O roubo é crime invariavelmente doloso,
acrescendo-se, ao tipo subjetivo, um elemento especial, qual seja, o animus rem sibi habendi (subtração da
coisa “para si ou para outrem”, complementado pelo animus domini), também
chamado, como preferimos, de intenção de assenhoramento. Age o sujeito ativo
com o propósito de ter o produto do crime,
integrando-o ao patrimônio próprio ou ao patrimônio de outrem. Não é exigida a
intenção de lucro, todavia. [1]
Com
a exigência da intenção de assenhoramento, questiona-se: há crime de
roubo quando o
agente tem apenas vontade de usar momentaneamente o bem subtraído,
restituindo-o em seguida (roubo de uso)? Suponhamos o seguinte caso: o
sujeito ativo vê uma bicicleta encostada em um poste, em via pública.
Apossando-se dela, dá um volta no quarteirão, restituindo-a ao mesmo
local em que estava antes (já estive diante de um caso concreto como
esse, envolvendo bicicletas públicas para aluguel). Evidentemente, há
furto de uso, ou seja, a conduta é atípica. E se o proprietário da
bicicleta surge tão logo o sujeito ativo se apossa dela, exigindo a
restituição do bem, ocasião em que este intimida aquele, ameaçando-o de
agressão física caso não permita aquela "voltinha" pelo quarteirão?
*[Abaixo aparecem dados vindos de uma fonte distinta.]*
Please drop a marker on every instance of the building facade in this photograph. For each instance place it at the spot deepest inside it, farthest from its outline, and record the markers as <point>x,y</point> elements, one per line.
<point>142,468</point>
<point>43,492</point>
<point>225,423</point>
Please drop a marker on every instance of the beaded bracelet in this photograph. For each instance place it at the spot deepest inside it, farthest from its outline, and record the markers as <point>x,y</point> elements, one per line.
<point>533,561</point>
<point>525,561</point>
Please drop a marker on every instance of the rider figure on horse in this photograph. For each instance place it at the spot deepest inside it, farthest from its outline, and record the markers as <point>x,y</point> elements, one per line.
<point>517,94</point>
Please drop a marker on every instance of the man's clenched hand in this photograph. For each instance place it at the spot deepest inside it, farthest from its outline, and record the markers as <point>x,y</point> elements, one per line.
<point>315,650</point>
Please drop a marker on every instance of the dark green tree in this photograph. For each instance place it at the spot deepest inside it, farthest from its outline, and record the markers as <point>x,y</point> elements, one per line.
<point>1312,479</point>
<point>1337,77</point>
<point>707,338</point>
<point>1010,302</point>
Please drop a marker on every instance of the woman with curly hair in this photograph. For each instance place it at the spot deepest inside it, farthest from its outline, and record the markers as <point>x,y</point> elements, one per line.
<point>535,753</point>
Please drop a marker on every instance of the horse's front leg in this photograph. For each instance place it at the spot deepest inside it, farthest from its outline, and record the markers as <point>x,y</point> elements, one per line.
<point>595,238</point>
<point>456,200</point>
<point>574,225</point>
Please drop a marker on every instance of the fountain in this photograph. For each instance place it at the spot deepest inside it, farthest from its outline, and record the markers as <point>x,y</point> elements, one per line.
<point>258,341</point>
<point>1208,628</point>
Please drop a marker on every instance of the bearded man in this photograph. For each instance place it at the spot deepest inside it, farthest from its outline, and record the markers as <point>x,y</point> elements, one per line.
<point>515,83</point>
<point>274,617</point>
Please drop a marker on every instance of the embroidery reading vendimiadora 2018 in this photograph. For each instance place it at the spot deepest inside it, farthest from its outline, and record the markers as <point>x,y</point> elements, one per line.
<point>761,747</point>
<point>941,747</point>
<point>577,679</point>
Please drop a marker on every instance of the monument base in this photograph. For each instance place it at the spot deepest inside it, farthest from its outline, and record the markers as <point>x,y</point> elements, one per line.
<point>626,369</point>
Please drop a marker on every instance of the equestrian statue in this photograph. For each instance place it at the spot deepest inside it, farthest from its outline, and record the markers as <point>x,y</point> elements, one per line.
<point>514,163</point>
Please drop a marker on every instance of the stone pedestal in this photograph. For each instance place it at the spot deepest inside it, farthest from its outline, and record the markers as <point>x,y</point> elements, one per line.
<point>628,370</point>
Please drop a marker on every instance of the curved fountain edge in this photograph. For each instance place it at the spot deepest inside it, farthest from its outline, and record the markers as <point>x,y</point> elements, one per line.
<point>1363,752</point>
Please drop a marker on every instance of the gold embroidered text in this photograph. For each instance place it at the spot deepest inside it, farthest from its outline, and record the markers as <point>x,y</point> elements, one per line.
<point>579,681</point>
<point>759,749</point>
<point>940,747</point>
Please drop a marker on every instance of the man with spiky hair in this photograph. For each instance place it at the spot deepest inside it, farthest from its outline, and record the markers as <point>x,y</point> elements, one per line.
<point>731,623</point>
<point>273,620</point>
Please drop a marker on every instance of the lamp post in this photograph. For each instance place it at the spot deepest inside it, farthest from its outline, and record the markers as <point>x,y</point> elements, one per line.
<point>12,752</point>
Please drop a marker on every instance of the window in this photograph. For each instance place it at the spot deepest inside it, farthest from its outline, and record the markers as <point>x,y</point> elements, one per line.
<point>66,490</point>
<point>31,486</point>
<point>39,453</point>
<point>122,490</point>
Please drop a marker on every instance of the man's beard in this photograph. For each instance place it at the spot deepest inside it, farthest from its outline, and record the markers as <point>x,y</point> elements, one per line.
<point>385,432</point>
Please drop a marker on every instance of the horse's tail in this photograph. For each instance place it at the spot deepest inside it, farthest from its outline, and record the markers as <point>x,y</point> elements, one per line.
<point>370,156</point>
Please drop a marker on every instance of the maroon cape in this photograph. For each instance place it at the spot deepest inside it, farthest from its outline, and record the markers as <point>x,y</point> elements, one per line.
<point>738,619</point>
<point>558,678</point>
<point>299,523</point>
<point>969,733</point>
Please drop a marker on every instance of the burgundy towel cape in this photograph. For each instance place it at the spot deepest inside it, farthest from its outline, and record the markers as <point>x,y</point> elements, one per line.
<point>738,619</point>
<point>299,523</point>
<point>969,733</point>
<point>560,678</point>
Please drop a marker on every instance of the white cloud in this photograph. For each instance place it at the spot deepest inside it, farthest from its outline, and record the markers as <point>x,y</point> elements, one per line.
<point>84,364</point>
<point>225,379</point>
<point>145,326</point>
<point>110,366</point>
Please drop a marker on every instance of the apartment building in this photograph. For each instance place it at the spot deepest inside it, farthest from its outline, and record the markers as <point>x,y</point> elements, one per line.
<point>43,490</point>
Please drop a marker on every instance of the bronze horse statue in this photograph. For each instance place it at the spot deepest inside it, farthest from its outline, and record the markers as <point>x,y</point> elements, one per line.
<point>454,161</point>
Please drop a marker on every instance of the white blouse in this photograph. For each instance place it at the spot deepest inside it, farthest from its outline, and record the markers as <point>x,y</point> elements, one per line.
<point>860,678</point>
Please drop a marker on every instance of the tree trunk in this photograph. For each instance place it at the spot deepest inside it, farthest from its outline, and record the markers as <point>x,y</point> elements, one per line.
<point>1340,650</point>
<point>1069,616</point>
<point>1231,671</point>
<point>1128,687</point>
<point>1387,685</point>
Para alguns juristas, persiste a
incriminação, pois, apesar da ausência do animus rem sibi habendi, a violência
e a grave ameaça impedem a descaracterização do crime. [2] Há que se asseverar,
contudo, que a subjetividade especial do delito não pode ser olvidada para a
responsabilização penal, pois se trata de elementar do tipo. Assim, se ausente
o especial fim de agir, não haverá perfeita subsunção ao artigo 157 do CP,
impondo-se modificação na capitulação da conduta: passaremos a ter unicamente
um delito de constrangimento ilegal (artigo 146, CP). Dessa forma se posiciona Damásio
de Jesus: "não há delito de roubo quando o sujeito não age com a finalidade de
assenhoramento definitivo da coisa móvel alheia". [3] Deve ficar clara,
todavia, a intenção do agente em restituir a coisa assenhorada. Se um longo
espaço de tempo é decorrido entre o apossamento e a devolução, a coisa
subtraída chega a ingressar no patrimônio do sujeito ativo, permitindo a
punição pelo crime de roubo. [4]
Conclui-se,
portanto, que o roubo de uso é criminoso, embora não se insira na seara
dos crimes contra o patrimônio, tratando-se de mero constrangimento
ilegal.
Abraços a todos.
_________
[1]
Nesse sentido, Luiz Regis Prado (Curso…,
op. cit., p. 395). Weber Martins Batista, apesar de fazer menção ao ânimo
lucrativo, conceitua o lucro como qualquer forma de proveito, ainda que não econômico
(O furto e o roubo…, op. cit.,
p. 204).
[2]
Nesse sentido, Alexandre Victor de Carvalho (Disponível em:
. Acessado em: 15 jan. 2005); TJDF: “O
‘roubo de uso’ é figura desconhecida do direito pátrio, considerando a
presunção de ter havido, antes, violência contra a pessoa, independentemente de
ter sido ela física ou moral” (Proc. 17.649/97, Rel. Des. Vaz de Melo, DJU 11.11.1998).
[3]
JESUS, Damásio E. de. Direito penal…,
op. cit., v. 2, p. 338.
[4]
Nesse sentido, Fernando Capez (Curso…,
op. cit., p. 379). Segundo Guilherme de Souza Nucci, há roubo, pois, ao
contrário do que acontece no furto, há a utilização de meio capaz de reduzir a
capacidade de resistência da vítima (grave ameaça, violência ou qualquer outro
modo), provocando imediata ciência da vítima acerca da subtração do bem. Tal
entendimento se deve à posição do autor sobre os requisitos do furto de uso:
devolução do bem no mesmo local e no mesmo estado em que foi subtraído, antes
que a vítima perceba o fato. Como no roubo é impossível que a vítima não venha
a saber do crime, não há roubo de uso (Código
penal comentado…, op. cit., p. 530).